ADR can be defined as a technique or mechanism of dispute resolution through the intervention of the third party. In ADR the neutral third party may bridge the gap between the parties by bringing them together through the process of arbitration, conciliation, mediation or negotiation, thus the ADR aims to provide an inexpensive, speedy and less formalistic remedy to the aggrieved party. Its purpose is to provide a remedy which is most appropriate in the circumstances of the case.
Advantages of ADR System
The merits/advantages of ADR are as follows:
- ADR process can be initiated at any time, when the disputing party takes recourse to ADR.
- It can provide more expeditious and less expensive settlement of disputes.
- It promotes conducive and amicable mechanisms.
- This system provides a flexible procedure and is not rigid.
- No lawyer’s assistance is mandatory, it does not mean that the role of lawyer is diminished.
- ADR reduces the workload of the regular courts of law.
- ADR helps in confining disputes as a private matter.
- ADR can be used to reduce the gravity of contentious issues between the parties.
Disadvantages of ADR system
There is no method which does not have its some demerits.

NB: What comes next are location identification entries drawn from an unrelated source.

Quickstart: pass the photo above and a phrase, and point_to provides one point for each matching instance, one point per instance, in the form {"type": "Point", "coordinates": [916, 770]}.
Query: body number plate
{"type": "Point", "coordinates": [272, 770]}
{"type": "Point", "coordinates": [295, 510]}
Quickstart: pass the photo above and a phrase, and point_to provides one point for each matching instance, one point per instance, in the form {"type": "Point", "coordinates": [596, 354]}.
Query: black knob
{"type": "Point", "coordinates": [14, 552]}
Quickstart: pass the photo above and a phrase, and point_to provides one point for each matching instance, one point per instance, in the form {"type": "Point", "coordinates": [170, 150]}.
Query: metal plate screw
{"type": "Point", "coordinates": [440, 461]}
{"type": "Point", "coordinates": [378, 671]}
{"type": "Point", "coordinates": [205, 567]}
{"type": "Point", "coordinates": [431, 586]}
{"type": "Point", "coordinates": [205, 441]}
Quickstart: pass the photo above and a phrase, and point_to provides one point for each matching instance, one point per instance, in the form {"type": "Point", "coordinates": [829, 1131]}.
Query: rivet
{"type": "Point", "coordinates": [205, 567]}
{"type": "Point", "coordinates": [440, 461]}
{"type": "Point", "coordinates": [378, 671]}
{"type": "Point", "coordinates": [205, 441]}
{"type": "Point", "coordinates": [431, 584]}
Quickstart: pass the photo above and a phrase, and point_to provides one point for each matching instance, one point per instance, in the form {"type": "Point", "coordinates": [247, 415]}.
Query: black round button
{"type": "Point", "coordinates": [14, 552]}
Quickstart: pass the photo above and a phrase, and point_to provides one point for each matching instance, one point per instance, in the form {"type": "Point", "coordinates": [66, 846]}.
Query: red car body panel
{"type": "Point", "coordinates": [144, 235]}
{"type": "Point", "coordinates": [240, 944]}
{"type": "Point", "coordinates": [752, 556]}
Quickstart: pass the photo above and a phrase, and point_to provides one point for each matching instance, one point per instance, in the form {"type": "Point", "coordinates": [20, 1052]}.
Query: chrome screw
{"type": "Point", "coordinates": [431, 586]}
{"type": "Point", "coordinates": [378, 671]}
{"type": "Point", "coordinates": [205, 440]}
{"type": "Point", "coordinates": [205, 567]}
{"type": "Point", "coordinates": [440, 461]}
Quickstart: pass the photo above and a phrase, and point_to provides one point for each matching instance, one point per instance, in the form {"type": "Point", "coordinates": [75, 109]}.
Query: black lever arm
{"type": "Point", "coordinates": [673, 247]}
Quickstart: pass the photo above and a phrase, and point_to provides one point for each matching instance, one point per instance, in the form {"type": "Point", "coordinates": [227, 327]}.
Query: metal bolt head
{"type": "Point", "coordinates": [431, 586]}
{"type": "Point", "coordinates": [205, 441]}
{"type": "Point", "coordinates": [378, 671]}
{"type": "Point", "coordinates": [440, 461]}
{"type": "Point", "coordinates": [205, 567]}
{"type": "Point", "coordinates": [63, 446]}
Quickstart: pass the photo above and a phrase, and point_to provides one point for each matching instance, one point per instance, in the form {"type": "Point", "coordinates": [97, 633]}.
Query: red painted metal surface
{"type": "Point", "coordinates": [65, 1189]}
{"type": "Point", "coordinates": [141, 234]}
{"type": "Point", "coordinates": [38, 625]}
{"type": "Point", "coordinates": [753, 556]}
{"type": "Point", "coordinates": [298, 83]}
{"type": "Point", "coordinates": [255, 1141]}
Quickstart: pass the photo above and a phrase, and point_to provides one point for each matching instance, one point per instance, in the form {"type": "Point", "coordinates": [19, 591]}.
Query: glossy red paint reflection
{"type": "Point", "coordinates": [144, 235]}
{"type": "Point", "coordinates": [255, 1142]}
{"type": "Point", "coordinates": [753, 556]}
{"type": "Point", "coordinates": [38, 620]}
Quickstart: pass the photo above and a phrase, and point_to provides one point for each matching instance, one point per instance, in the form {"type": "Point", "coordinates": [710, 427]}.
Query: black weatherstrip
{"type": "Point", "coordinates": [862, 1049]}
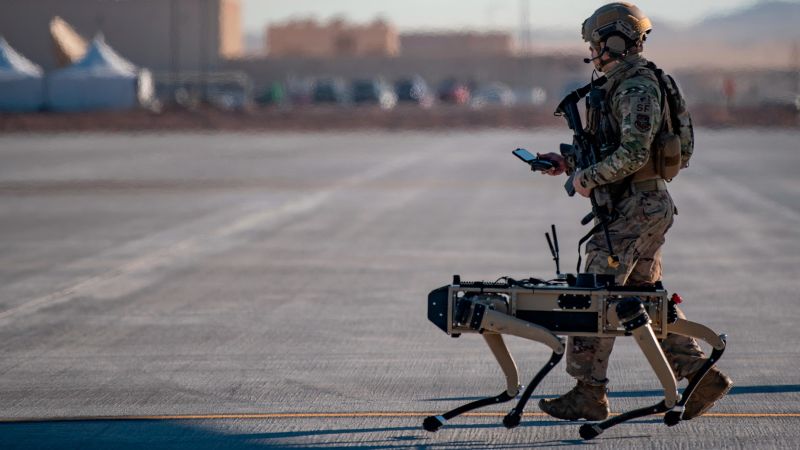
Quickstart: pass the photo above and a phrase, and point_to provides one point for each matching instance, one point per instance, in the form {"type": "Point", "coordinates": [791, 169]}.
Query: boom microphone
{"type": "Point", "coordinates": [599, 55]}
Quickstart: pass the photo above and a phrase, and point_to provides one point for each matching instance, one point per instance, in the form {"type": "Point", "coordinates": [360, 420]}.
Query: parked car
{"type": "Point", "coordinates": [413, 90]}
{"type": "Point", "coordinates": [330, 91]}
{"type": "Point", "coordinates": [373, 91]}
{"type": "Point", "coordinates": [493, 94]}
{"type": "Point", "coordinates": [453, 91]}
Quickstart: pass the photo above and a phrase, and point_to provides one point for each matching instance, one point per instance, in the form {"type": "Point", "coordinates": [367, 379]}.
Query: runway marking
{"type": "Point", "coordinates": [331, 415]}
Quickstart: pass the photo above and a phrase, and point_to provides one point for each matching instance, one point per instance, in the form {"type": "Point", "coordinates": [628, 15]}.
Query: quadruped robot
{"type": "Point", "coordinates": [545, 311]}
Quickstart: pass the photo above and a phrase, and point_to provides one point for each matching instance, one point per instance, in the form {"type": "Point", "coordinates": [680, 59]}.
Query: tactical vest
{"type": "Point", "coordinates": [671, 144]}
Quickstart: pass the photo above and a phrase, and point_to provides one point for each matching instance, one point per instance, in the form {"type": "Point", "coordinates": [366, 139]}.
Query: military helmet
{"type": "Point", "coordinates": [619, 18]}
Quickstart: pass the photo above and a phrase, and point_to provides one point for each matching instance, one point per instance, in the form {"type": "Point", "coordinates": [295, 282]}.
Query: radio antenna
{"type": "Point", "coordinates": [554, 248]}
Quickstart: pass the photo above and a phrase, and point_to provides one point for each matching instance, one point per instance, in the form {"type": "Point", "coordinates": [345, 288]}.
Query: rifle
{"type": "Point", "coordinates": [584, 151]}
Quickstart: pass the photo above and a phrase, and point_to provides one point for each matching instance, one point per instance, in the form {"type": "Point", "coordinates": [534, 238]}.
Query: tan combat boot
{"type": "Point", "coordinates": [711, 388]}
{"type": "Point", "coordinates": [584, 401]}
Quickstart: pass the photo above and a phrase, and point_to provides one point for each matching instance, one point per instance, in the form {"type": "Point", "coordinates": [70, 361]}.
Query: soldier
{"type": "Point", "coordinates": [641, 109]}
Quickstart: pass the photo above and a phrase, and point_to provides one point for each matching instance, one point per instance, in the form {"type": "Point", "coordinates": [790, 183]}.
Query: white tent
{"type": "Point", "coordinates": [21, 82]}
{"type": "Point", "coordinates": [101, 80]}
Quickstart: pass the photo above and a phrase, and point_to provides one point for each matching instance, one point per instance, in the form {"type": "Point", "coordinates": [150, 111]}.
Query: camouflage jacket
{"type": "Point", "coordinates": [635, 116]}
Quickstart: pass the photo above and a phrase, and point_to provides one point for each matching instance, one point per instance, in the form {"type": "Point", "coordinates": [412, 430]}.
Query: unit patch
{"type": "Point", "coordinates": [643, 123]}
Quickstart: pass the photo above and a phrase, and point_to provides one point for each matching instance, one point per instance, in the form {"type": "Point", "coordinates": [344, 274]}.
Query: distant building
{"type": "Point", "coordinates": [436, 45]}
{"type": "Point", "coordinates": [159, 34]}
{"type": "Point", "coordinates": [308, 38]}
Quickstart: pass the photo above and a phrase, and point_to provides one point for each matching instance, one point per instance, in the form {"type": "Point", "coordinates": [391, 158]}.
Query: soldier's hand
{"type": "Point", "coordinates": [576, 183]}
{"type": "Point", "coordinates": [555, 158]}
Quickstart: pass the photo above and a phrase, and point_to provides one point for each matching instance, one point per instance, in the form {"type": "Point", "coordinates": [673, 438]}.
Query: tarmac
{"type": "Point", "coordinates": [268, 290]}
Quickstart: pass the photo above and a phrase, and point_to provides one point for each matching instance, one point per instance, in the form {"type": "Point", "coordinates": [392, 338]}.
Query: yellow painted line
{"type": "Point", "coordinates": [330, 415]}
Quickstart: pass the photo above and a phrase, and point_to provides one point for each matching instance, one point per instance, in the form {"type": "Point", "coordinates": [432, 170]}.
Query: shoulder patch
{"type": "Point", "coordinates": [642, 123]}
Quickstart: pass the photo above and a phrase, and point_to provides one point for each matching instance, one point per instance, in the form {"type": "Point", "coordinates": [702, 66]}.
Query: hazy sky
{"type": "Point", "coordinates": [476, 14]}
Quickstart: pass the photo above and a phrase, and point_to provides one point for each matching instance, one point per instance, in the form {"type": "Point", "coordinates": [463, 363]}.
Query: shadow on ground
{"type": "Point", "coordinates": [736, 390]}
{"type": "Point", "coordinates": [220, 434]}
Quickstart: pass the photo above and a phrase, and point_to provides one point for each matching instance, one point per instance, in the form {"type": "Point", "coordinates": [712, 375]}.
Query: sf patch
{"type": "Point", "coordinates": [642, 123]}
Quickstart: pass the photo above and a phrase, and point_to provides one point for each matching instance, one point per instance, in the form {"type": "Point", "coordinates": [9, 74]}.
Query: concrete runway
{"type": "Point", "coordinates": [251, 291]}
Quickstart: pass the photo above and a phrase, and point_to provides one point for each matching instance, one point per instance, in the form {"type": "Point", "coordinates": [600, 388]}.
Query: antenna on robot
{"type": "Point", "coordinates": [554, 248]}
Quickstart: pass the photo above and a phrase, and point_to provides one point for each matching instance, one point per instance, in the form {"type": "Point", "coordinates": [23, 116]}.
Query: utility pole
{"type": "Point", "coordinates": [174, 43]}
{"type": "Point", "coordinates": [525, 26]}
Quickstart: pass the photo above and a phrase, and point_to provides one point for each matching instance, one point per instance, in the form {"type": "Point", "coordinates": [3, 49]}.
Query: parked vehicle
{"type": "Point", "coordinates": [413, 90]}
{"type": "Point", "coordinates": [453, 91]}
{"type": "Point", "coordinates": [493, 94]}
{"type": "Point", "coordinates": [330, 91]}
{"type": "Point", "coordinates": [373, 91]}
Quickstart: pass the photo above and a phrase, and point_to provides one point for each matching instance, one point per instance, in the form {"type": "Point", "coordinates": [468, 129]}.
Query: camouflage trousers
{"type": "Point", "coordinates": [637, 236]}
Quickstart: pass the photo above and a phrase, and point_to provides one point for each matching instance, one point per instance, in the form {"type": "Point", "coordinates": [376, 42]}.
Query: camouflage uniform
{"type": "Point", "coordinates": [635, 115]}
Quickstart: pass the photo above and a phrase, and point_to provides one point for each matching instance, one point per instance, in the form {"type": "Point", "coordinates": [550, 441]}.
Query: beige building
{"type": "Point", "coordinates": [437, 45]}
{"type": "Point", "coordinates": [159, 34]}
{"type": "Point", "coordinates": [308, 38]}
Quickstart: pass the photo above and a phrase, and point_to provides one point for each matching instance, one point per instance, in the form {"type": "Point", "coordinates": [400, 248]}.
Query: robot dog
{"type": "Point", "coordinates": [546, 310]}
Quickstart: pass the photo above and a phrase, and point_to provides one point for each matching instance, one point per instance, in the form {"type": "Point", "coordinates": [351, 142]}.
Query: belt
{"type": "Point", "coordinates": [656, 184]}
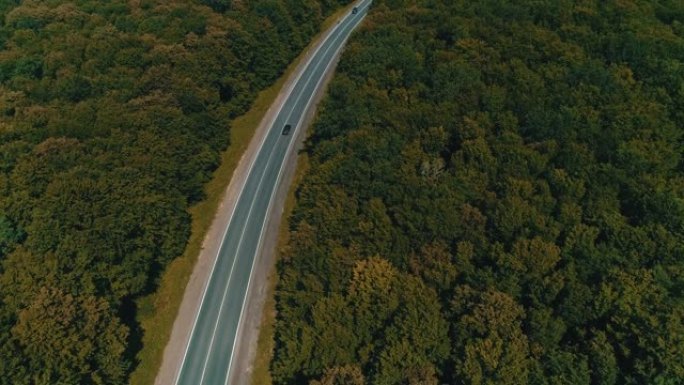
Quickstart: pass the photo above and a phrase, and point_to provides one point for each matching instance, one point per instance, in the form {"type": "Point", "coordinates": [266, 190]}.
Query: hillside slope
{"type": "Point", "coordinates": [112, 117]}
{"type": "Point", "coordinates": [495, 196]}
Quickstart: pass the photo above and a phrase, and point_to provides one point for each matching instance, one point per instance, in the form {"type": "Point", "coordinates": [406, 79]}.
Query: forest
{"type": "Point", "coordinates": [494, 196]}
{"type": "Point", "coordinates": [113, 115]}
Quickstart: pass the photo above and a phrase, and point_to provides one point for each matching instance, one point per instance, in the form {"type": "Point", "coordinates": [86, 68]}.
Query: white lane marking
{"type": "Point", "coordinates": [249, 214]}
{"type": "Point", "coordinates": [249, 171]}
{"type": "Point", "coordinates": [270, 203]}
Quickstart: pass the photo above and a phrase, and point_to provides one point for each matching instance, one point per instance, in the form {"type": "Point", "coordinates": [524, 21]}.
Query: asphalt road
{"type": "Point", "coordinates": [209, 353]}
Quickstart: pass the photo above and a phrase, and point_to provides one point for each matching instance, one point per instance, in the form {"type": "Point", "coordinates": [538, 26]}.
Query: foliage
{"type": "Point", "coordinates": [112, 118]}
{"type": "Point", "coordinates": [496, 196]}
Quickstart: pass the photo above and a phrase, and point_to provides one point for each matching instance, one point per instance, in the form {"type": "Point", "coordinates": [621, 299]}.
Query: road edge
{"type": "Point", "coordinates": [192, 296]}
{"type": "Point", "coordinates": [248, 331]}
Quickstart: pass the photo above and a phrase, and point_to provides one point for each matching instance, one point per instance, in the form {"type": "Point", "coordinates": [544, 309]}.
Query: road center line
{"type": "Point", "coordinates": [242, 234]}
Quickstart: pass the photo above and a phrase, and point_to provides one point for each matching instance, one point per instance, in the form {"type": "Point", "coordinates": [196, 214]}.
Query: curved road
{"type": "Point", "coordinates": [209, 353]}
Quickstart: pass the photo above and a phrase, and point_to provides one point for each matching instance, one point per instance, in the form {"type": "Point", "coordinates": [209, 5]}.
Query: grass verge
{"type": "Point", "coordinates": [261, 373]}
{"type": "Point", "coordinates": [157, 311]}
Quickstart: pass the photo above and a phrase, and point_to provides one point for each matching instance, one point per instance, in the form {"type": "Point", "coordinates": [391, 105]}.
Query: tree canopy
{"type": "Point", "coordinates": [113, 115]}
{"type": "Point", "coordinates": [495, 196]}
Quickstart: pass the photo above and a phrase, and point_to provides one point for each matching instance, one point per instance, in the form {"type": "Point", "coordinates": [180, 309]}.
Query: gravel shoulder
{"type": "Point", "coordinates": [248, 334]}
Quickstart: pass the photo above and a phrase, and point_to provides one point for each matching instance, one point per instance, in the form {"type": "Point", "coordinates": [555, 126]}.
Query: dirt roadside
{"type": "Point", "coordinates": [248, 334]}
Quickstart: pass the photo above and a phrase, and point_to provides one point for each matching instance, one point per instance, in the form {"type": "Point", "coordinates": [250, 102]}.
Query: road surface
{"type": "Point", "coordinates": [208, 356]}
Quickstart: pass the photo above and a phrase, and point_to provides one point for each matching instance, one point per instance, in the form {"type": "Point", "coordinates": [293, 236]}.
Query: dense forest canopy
{"type": "Point", "coordinates": [495, 196]}
{"type": "Point", "coordinates": [112, 117]}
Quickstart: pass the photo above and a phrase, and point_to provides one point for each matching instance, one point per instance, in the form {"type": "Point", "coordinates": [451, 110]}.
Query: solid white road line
{"type": "Point", "coordinates": [268, 210]}
{"type": "Point", "coordinates": [249, 214]}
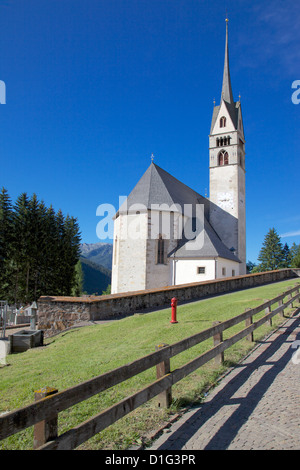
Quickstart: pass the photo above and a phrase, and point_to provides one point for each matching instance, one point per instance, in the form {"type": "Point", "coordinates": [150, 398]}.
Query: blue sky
{"type": "Point", "coordinates": [94, 87]}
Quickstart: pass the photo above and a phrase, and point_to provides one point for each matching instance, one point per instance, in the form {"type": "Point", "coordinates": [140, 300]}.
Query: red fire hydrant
{"type": "Point", "coordinates": [174, 310]}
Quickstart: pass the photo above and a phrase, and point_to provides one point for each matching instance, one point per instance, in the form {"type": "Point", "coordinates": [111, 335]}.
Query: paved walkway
{"type": "Point", "coordinates": [255, 406]}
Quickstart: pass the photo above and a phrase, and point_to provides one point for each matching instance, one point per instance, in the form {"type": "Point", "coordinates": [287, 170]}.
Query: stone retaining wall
{"type": "Point", "coordinates": [57, 313]}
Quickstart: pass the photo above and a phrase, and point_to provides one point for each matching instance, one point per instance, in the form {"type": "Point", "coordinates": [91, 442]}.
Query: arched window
{"type": "Point", "coordinates": [223, 121]}
{"type": "Point", "coordinates": [160, 250]}
{"type": "Point", "coordinates": [223, 158]}
{"type": "Point", "coordinates": [115, 250]}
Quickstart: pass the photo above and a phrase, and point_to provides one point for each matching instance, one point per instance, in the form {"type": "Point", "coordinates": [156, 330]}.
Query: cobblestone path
{"type": "Point", "coordinates": [255, 406]}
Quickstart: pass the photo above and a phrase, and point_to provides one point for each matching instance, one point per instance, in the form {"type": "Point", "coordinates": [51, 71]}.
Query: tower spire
{"type": "Point", "coordinates": [226, 87]}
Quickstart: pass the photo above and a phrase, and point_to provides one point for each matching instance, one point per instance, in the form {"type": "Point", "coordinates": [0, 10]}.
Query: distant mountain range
{"type": "Point", "coordinates": [96, 261]}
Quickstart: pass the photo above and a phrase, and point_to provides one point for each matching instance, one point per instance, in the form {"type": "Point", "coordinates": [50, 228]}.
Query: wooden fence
{"type": "Point", "coordinates": [49, 402]}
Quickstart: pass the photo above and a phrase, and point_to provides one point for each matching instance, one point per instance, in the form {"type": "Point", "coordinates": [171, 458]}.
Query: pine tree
{"type": "Point", "coordinates": [271, 255]}
{"type": "Point", "coordinates": [20, 255]}
{"type": "Point", "coordinates": [287, 258]}
{"type": "Point", "coordinates": [6, 238]}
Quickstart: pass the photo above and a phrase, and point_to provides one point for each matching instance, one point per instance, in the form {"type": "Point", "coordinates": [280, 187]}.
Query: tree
{"type": "Point", "coordinates": [39, 250]}
{"type": "Point", "coordinates": [271, 255]}
{"type": "Point", "coordinates": [6, 238]}
{"type": "Point", "coordinates": [250, 266]}
{"type": "Point", "coordinates": [287, 258]}
{"type": "Point", "coordinates": [77, 289]}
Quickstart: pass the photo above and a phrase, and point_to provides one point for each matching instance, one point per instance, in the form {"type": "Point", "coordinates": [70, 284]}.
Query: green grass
{"type": "Point", "coordinates": [80, 354]}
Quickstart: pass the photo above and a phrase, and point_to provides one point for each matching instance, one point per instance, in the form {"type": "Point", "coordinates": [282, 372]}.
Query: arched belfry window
{"type": "Point", "coordinates": [160, 250]}
{"type": "Point", "coordinates": [223, 158]}
{"type": "Point", "coordinates": [223, 121]}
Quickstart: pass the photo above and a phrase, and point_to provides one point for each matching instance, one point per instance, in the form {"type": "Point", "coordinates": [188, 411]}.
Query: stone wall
{"type": "Point", "coordinates": [58, 313]}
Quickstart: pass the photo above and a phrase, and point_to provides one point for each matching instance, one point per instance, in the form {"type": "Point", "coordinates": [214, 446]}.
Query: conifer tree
{"type": "Point", "coordinates": [6, 238]}
{"type": "Point", "coordinates": [271, 255]}
{"type": "Point", "coordinates": [287, 258]}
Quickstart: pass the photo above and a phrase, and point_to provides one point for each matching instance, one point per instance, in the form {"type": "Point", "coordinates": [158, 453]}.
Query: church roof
{"type": "Point", "coordinates": [211, 246]}
{"type": "Point", "coordinates": [226, 86]}
{"type": "Point", "coordinates": [227, 95]}
{"type": "Point", "coordinates": [159, 187]}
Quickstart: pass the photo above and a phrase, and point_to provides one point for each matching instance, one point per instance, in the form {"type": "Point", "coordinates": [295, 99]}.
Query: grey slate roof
{"type": "Point", "coordinates": [212, 247]}
{"type": "Point", "coordinates": [159, 187]}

In other words, a particular ADR method may not suit the requirement of the parties. Therefore, ADR has following demerits/disadvantages:
- Unfamiliarity of the process is a factor covering obstruction in ADR.
- In the case of unequal positions of the parties, the weaker party may not be willing to submit to the ADR process and prefer court protection.
- Lack of binding effect of solution arrived after exercise of ADR process.
- Disputes related to rights of parties and title could not be decided by means of ADR because in such matters the decision arrived at after the ADR process lacked enforcement.
- Practically ADR process takes much time in obtaining consents of the parties before initiation of the process.